Dibantu oleh Harun, Samson, dan Kucai, kami memasang palang balok besar dan dengan takal kami mengangkat papan-papan seruk yang telah kuserut Aku mengikuti sketsa Lintang pada batas-batas linggi papan-papan seruk itu mulai ditekuk. Tahap ini sangat krusial. 'lekukan itu harus mencapai presisi dengan toleransi bias nol. Jika ia melenceng satu milimeter saja pada bukaan awalnya, bias itu akan melebar makin besar pada lengkung ke depan atau ke belakang Akibatnya, nanti lubang-lubang antar sisi papan lambung yang telah dibuat berpasangan untuk disatukan dengan telebut atau paku-paku kayu itu tak kan klop. Dan semua itu hanya berarti satu hal: betapa bodoh sang pembuat perahu. Diperlukan waktu paling tidak dua minggu untuk memaksa agar papan- papan seruk itu melengkung, diasapi sepanjang malam.
********
Sambil menunggu papan lambung melengkung, pekerjaan berikutnya mengubah pohon teruntum raksasa itu agar menjadi lunas perahu sepanjang sebelas meter berikut dua belas pasang gading-gading dengan bentangan lengan sedepa. Ini juga pekerjaan yang amat kasar. Mapangi mengajariku mengerjakan lunas. Antara lain cara menggunakan cental— senjata utama para pembuat lunas. Ia semacam kapak pacul kecil untuk meratakan balok, sangat intens dipakai dalam pembuatan perahu tradisional. Dari namanya, pastilah alat unik ini ciptaan orang-orang Khek kuno yang bekerja di parit-parit tambang timah
purba. Pekerjaanku sekarang menginjak pada sifat pekerjaan tukang kayu dan karena aku lahir dan besar di pinggir hutan, pekerjaan tukang kayu tidaklah terlalu sulit bagiku. Berjam-jam aku menunduk mengerjakan limas itu. Jika bangkit, pandanganku berkunang-kunang.

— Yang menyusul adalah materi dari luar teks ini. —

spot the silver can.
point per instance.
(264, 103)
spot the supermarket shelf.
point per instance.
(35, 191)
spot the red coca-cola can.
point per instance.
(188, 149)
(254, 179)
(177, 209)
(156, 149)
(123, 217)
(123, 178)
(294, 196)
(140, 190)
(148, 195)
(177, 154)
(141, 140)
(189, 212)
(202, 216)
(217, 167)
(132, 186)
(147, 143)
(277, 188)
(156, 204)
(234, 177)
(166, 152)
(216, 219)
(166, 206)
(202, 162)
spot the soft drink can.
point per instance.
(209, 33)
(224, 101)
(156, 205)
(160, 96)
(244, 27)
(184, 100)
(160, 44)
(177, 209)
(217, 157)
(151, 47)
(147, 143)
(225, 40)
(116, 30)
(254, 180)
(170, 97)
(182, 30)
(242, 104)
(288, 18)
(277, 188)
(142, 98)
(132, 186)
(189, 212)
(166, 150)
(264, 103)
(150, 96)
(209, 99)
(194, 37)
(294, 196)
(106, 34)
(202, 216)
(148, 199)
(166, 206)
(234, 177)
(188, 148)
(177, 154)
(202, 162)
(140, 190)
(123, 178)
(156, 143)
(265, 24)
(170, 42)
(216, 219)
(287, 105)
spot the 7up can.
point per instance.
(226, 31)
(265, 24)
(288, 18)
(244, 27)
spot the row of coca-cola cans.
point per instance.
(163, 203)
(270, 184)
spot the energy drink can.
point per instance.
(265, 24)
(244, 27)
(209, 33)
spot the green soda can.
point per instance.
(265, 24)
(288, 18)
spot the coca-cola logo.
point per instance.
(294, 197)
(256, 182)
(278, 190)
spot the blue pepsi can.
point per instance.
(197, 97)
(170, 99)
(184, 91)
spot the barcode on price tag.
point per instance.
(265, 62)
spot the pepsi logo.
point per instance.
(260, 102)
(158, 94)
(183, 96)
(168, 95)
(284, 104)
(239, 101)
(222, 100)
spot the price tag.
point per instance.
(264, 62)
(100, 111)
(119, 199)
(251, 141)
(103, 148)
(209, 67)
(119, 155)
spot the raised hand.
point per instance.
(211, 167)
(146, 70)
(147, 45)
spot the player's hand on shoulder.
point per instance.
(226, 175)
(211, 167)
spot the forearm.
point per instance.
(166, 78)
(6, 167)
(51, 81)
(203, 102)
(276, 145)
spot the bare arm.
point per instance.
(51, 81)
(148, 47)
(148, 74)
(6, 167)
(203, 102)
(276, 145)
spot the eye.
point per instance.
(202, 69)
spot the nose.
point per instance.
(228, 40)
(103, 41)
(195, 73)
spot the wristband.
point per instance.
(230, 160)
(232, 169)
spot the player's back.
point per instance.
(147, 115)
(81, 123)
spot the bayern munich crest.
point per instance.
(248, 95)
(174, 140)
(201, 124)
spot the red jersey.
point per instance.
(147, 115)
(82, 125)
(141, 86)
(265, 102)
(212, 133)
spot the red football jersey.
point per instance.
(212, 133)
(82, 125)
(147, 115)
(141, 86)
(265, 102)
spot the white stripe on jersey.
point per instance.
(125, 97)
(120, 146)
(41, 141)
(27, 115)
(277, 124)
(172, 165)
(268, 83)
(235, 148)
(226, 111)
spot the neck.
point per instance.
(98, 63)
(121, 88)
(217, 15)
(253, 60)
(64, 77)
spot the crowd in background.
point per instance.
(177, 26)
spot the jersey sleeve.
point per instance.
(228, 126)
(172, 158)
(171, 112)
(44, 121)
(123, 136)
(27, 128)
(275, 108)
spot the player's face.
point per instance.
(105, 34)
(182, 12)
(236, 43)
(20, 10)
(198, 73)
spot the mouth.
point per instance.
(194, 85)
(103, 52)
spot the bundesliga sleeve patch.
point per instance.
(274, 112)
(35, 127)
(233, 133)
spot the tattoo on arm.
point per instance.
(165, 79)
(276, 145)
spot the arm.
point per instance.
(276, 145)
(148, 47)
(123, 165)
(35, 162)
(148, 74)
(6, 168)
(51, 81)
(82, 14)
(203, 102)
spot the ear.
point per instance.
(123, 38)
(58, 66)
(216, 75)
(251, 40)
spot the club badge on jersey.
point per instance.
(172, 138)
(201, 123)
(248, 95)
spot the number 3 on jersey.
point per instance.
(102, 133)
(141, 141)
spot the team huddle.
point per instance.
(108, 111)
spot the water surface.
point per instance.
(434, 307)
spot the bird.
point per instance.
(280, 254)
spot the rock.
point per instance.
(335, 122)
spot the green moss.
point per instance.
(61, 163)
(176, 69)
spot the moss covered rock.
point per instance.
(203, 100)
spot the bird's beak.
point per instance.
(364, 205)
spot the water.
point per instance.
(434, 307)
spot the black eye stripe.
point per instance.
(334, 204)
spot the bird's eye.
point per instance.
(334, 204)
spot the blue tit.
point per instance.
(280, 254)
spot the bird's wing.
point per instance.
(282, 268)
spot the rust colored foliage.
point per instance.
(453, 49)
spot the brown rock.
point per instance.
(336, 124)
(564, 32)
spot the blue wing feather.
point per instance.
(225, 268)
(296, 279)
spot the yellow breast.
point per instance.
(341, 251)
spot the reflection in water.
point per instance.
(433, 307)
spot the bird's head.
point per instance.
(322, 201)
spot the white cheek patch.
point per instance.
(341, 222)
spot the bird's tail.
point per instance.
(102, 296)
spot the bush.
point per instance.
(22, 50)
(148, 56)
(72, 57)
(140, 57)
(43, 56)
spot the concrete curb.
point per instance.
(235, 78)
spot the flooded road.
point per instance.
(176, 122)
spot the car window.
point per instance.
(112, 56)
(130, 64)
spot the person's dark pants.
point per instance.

Sore menjelang. Aku kembali mengunjungi Nurmi. Kali ini aku mencoba memencet senar pertama itu pada satu titik, yang menurut Nurmi, padahal sama sekati tak kusengaja, aku baru saja memencet nada A. Selanjutnya, seperti teori Lintang waktu itu, aku membiasakan diri memencet satu titik itu saja, demikian berulang-ulang. Tak kulakukan hal lain, hanya memencet satu titik itu saja, dan satu titik itu kuanggap sendiri sebagai Do. Nurmi boleh mengatakan apa saja, aku tak peduli.
Pada pertemuan kedua, aku telah mengenal satu nada. Sekali kunjungan, satu nada, cukuplah bagiku.
Tiga hari penuh aku mengerjakan lunas dan gading-gading. Hari keempat kulekatkan semuanya, maka selesailah rangka dasar perahuku.
Sore hari keempat itu, aku belajar biola lagi. Aku mencoba memencet satu titik di depan satu titik yang kuanggap Do tiga hari yang lalu.
"Nurmi, apakah ini kedengaran seperti re di telinga-mu?” Gadis itu menjawab dengan cepat. "Iya, Pak Cik."
Kupencet lagi satu titik di depan re, sama dengan jarak antara titik yang kuanggap do tiga hari lalu terhadap re yang baru saja kutemukan. Kulakukan itu tanpa mengikuti aturan skala tangga nada versi Nurmi, tapi berdasarkan pendapat Lintang bahwa jarak bunyi yang konsisten pada satu dawai akan secara teknis membentuk tangga nada.
"Apakah ini terdengar seperti mi?"
Nurmi terperangah melihatku belajar sendiri dan meski merangkak- rangkak, tapi ajaib, aku mulai menemukan nada-nadaku.
Kutekan lagi satu titik dekat titik mi, di telingaku terdengar seperti fa Lalu kuikuti jarak yang konsisten pada frekuensi yang lebih tinggi. Aku mengulanginya berkali-kali, membiasakan diri, dan mata Nurmi yang lucu melotot, mulurnya ternganga-nganga, sebab aku, tukang perahu ini, baru saja menemukan sendiri, tanpa pernah ia ajari, satu oktaf lengkap nada biola.